By Keith Idec

Ratings for HBO’s “World Championship Boxing” tripleheader Saturday night reflected direct boxing competition on ESPN.

According to ratings released Tuesday by Nielsen Media Research, Daniel Jacobs’ easy victory Luis Arias drew a peak audience of 765,000 viewers and averaged 706,000. Milwaukee’s Arias (18-1, 9 KOs) wasn’t willing to engage during much of his 12-round defeat to Brooklyn’s Jacobs (33-2, 29 KOs), the best opponent of his five-year pro career.

The fight was Jacobs’ first since his close loss to middleweight champion Gennady Golovkin (37-0-1, 33 KOs) on March 18 at Madison Square Garden and marked the start of his exclusive contract with HBO. Much of the tripleheader that featured Jacobs went head-to-head with an ESPN broadcast from Fresno, California, in which junior welterweight contender Jose Ramirez (21-0, 16 KOs) knocked out Mike Reed (23-1, 12 KOs) in the second round of the main event.

HBO, a premium cable channel, has roughly 32 million subscribers in the United States.
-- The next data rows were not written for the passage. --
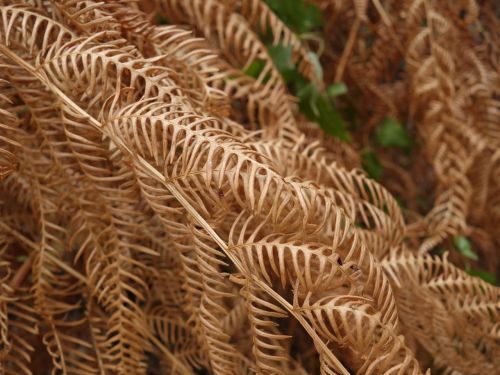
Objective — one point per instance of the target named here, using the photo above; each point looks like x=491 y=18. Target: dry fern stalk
x=163 y=211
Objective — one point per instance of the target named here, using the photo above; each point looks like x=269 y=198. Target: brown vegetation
x=164 y=211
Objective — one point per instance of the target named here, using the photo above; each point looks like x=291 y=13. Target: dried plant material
x=169 y=204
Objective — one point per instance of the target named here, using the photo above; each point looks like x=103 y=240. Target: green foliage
x=337 y=89
x=391 y=133
x=486 y=276
x=315 y=103
x=464 y=247
x=300 y=16
x=371 y=164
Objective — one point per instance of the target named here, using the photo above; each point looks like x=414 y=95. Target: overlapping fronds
x=168 y=204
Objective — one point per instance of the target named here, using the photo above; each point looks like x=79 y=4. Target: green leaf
x=318 y=69
x=371 y=165
x=255 y=68
x=318 y=108
x=337 y=89
x=486 y=276
x=312 y=18
x=296 y=14
x=463 y=246
x=392 y=134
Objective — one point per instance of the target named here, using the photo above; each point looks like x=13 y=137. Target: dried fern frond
x=164 y=211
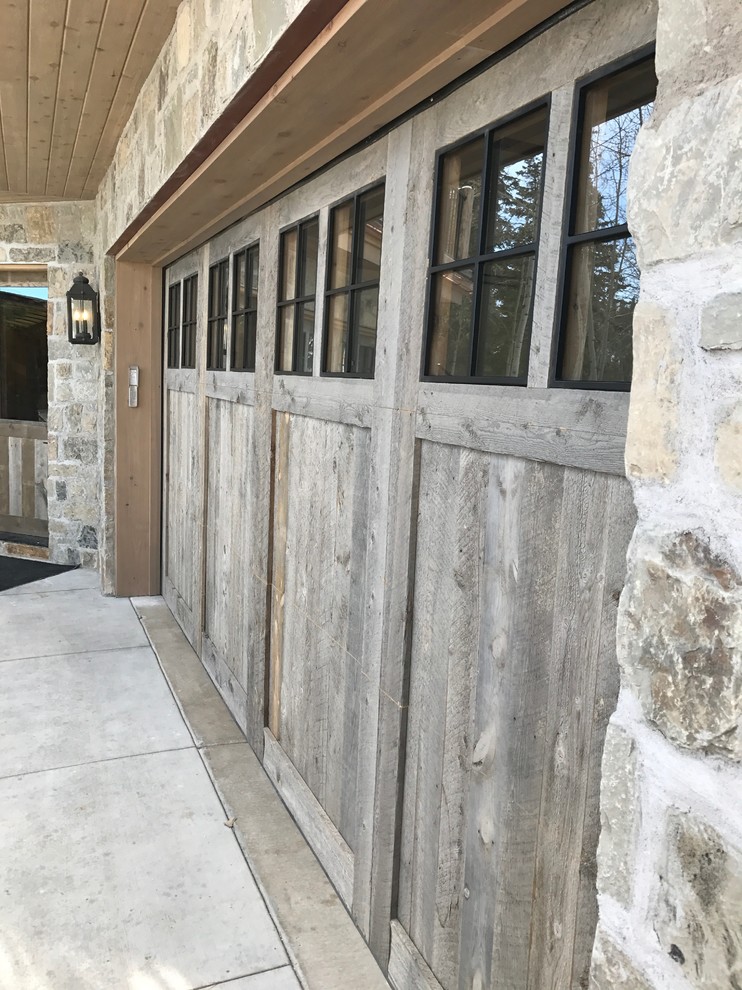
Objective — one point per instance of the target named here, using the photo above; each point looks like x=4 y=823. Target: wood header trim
x=303 y=29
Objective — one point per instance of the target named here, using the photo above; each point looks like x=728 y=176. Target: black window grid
x=478 y=261
x=216 y=348
x=173 y=326
x=295 y=302
x=246 y=360
x=598 y=235
x=189 y=309
x=353 y=289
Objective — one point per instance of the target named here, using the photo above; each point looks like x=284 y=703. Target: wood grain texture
x=23 y=475
x=229 y=565
x=322 y=615
x=407 y=968
x=181 y=483
x=513 y=631
x=329 y=846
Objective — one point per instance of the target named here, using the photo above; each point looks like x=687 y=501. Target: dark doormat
x=15 y=571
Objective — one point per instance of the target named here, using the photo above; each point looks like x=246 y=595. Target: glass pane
x=614 y=110
x=505 y=318
x=240 y=280
x=457 y=231
x=603 y=290
x=371 y=220
x=288 y=264
x=23 y=368
x=342 y=245
x=238 y=343
x=305 y=329
x=309 y=243
x=253 y=268
x=515 y=187
x=213 y=292
x=223 y=288
x=450 y=342
x=337 y=333
x=286 y=339
x=365 y=319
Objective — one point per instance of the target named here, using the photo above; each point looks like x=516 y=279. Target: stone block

ESPN, a basic cable network, is available in nearly 90 million American homes.

HBO’s co-featured fight Saturday night, a heavyweight bout between Jarrell Miller and Mariusz Wach, peaked at 739,000 viewers and averaged 673,000. Brooklyn’s Miller (20-0-1, 18 KOs) stopped Poland’s Wach (33-3, 17 KOs) in the ninth round of a scheduled 12-rounder Miller was winning easily.

Wach was still standing when their fight ended, but suffered an injury to his right hand earlier in the bout that prompted referee David Fields and New York State Athletic Commission doctors to monitor him closely.
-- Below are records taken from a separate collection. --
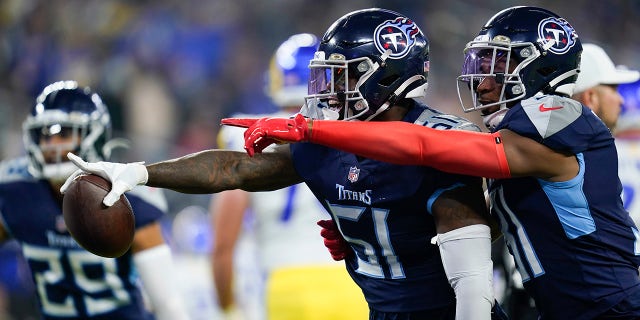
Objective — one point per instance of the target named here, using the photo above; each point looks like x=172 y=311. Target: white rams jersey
x=285 y=226
x=629 y=172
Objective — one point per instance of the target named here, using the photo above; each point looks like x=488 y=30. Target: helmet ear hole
x=389 y=80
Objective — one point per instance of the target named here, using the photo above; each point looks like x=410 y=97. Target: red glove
x=338 y=247
x=263 y=132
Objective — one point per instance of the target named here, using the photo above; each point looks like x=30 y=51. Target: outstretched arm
x=203 y=172
x=462 y=152
x=213 y=171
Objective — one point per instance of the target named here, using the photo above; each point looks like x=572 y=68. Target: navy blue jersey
x=71 y=282
x=573 y=243
x=383 y=211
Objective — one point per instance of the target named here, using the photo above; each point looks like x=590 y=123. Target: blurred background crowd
x=169 y=70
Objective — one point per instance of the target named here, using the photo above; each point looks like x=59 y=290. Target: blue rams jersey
x=71 y=282
x=383 y=211
x=574 y=245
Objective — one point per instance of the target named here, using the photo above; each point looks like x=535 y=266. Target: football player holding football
x=71 y=282
x=420 y=236
x=301 y=281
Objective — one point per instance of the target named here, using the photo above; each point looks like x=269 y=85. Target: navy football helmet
x=629 y=118
x=64 y=109
x=367 y=61
x=289 y=70
x=528 y=50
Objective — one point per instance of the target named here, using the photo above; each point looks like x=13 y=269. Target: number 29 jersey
x=71 y=282
x=383 y=211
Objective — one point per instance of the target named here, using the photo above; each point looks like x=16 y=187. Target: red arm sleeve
x=454 y=151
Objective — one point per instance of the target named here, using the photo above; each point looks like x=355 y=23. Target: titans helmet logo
x=557 y=34
x=397 y=35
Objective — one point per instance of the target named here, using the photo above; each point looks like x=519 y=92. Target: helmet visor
x=334 y=84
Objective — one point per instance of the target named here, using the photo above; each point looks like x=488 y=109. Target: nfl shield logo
x=354 y=172
x=60 y=225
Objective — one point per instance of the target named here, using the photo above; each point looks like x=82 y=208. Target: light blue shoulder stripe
x=570 y=203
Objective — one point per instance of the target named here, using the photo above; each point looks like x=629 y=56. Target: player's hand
x=263 y=132
x=123 y=176
x=338 y=247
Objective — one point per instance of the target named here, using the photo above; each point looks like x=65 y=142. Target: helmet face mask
x=500 y=61
x=334 y=84
x=381 y=55
x=541 y=51
x=79 y=122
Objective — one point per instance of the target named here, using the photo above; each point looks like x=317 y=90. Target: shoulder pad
x=153 y=196
x=437 y=120
x=14 y=170
x=550 y=113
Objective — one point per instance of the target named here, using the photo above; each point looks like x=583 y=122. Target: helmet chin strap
x=492 y=120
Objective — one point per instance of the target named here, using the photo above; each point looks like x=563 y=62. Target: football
x=101 y=230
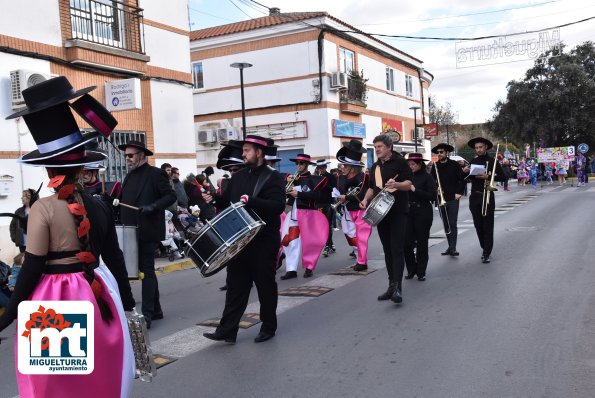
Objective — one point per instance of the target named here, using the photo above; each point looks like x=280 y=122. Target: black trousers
x=392 y=236
x=419 y=222
x=150 y=287
x=484 y=225
x=257 y=266
x=450 y=210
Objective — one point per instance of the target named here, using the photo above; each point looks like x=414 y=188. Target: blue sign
x=342 y=128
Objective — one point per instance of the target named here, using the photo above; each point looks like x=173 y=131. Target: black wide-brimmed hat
x=137 y=145
x=481 y=140
x=446 y=147
x=302 y=157
x=351 y=153
x=47 y=94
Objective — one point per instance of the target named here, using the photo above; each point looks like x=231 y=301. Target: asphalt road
x=522 y=326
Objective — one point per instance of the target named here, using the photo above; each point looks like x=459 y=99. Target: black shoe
x=389 y=292
x=263 y=336
x=360 y=267
x=219 y=337
x=397 y=297
x=289 y=275
x=156 y=317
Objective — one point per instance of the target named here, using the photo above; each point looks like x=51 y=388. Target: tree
x=554 y=103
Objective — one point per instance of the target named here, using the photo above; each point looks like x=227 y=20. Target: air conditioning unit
x=230 y=133
x=207 y=137
x=420 y=133
x=338 y=81
x=21 y=79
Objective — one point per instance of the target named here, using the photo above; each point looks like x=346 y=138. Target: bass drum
x=129 y=244
x=378 y=208
x=223 y=238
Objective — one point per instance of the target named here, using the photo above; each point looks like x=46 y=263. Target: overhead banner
x=343 y=128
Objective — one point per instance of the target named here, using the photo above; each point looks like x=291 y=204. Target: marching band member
x=261 y=189
x=321 y=170
x=305 y=221
x=452 y=181
x=484 y=224
x=392 y=172
x=356 y=230
x=420 y=217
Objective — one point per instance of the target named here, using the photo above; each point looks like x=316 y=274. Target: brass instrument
x=488 y=186
x=353 y=191
x=442 y=202
x=291 y=182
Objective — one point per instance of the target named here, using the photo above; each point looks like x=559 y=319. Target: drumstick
x=117 y=202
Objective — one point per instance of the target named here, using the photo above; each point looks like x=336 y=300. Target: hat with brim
x=76 y=157
x=446 y=147
x=479 y=140
x=47 y=94
x=416 y=157
x=302 y=157
x=137 y=145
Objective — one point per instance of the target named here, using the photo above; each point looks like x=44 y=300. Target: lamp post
x=241 y=66
x=415 y=108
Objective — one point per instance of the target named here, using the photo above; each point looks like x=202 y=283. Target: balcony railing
x=107 y=22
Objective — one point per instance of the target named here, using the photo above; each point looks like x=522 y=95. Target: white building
x=299 y=91
x=97 y=42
Miller made his HBO debut, as did Long Island junior welterweight Cletus Seldin, who won impressively in the opener of the tripleheader. Seldin’s victory, a third-round stoppage of Mexico’s Roberto Ortiz (35-2-2, 26 KOs), was watched by a peak audience of 556,000 and drew an average viewership of 532,000.

Seldin (21-0, 17 KOs, 1 NC) dropped Ortiz twice in the first round, opened cuts across the bridge of his nose and over his left eye in the second round and sent him to one knee in the third round. The laceration around his left eye was bleeding badly and caused a NYSAC doctor to stop the fight following the third knockdown of the fight in the third round.